Zuse Institute Berlin, Germany
Human against Virus — New Needs for Visual Computing and Visual Communication
Abstract: The fundamental lesson we have learned from the Covid 19 pandemic is that we need to take the threat posed by viruses or, more generally, by infectious disease triggers more seriously than was commonly believed. Science, politics, industry and society have responded to the threat of the SARS-CoV-2 virus in a remarkable way. Many scientific disciplines have contributed their knowledge and methods to answer the countless new questions and find suitable strategies for dealing with the virus.

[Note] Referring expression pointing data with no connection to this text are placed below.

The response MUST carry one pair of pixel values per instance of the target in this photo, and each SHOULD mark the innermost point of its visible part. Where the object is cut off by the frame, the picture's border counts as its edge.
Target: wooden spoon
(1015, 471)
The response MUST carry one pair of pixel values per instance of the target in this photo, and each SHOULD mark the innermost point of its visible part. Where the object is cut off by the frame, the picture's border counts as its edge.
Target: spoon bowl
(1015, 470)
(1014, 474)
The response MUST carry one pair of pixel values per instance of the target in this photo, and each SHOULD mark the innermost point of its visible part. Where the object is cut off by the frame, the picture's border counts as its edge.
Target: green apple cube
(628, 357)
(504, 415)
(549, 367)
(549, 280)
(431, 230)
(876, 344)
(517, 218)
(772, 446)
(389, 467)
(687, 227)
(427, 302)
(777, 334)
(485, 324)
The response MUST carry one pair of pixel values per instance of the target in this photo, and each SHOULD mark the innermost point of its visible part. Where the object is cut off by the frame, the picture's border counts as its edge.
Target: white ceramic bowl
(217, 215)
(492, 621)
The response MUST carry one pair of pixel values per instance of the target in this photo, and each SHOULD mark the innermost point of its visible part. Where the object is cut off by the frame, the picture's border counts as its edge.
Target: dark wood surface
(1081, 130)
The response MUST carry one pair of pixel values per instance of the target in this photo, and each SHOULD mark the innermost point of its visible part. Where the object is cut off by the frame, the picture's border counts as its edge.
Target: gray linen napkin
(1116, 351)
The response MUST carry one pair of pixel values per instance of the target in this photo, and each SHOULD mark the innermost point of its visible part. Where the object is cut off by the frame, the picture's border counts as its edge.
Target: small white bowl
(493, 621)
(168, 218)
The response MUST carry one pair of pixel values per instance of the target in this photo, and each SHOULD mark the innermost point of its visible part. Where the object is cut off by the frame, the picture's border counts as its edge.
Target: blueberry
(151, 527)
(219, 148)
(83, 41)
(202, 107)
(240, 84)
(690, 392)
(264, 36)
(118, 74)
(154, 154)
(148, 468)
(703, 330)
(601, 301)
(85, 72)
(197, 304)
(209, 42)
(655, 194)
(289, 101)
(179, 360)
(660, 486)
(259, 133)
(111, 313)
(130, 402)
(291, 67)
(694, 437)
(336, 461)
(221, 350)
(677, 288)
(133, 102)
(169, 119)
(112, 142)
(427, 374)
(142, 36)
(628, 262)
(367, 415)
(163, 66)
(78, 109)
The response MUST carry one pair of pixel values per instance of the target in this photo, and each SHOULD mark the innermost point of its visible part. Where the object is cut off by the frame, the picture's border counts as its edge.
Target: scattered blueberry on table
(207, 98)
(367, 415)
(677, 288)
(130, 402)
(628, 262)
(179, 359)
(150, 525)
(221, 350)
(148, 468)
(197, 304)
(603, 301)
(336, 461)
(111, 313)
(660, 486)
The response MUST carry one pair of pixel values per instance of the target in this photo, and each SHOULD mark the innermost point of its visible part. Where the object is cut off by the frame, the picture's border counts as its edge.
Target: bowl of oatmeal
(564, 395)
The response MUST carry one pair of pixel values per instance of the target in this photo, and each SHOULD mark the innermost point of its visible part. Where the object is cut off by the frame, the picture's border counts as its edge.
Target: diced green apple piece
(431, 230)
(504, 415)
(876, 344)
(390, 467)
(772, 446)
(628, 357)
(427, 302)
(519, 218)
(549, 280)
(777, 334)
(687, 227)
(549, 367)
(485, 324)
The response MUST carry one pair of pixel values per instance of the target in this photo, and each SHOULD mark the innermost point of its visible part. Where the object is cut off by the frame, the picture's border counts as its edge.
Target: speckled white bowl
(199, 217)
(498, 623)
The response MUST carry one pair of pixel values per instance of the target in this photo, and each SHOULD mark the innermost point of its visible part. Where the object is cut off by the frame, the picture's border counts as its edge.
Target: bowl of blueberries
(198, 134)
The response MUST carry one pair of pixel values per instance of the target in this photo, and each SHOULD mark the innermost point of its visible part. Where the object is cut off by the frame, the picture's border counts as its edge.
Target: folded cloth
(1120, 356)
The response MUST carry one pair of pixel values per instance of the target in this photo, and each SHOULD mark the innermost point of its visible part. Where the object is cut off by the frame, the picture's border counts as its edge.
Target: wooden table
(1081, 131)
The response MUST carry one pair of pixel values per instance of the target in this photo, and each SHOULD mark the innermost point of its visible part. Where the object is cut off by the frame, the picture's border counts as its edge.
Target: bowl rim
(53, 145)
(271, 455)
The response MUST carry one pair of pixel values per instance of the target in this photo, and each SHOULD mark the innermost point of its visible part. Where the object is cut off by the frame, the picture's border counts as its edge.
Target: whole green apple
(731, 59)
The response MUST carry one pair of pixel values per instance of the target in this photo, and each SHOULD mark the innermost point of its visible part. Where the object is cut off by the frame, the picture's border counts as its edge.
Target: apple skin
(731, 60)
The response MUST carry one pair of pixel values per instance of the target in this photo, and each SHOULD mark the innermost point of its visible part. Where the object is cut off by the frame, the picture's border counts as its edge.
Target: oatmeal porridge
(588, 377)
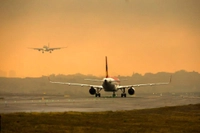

Visualization, visual communication and visual computing played a very important role in this process: both in analyzing data and communicating facts, and both with experts and the general public as end users. This applies to topics like the course of the pandemic, infection control measures, therapeutic improvements as well as the search for and evaluation of drugs and vaccines. Not to mention the network-based multimedia technologies that made it possible to communicate and interact regardless of location, thus making a significant contribution to problem solving. In the lecture I will present the manifold benefits of visualization techniques and address specific new challenges that are now emerging with regard to the prevention and management of epidemics.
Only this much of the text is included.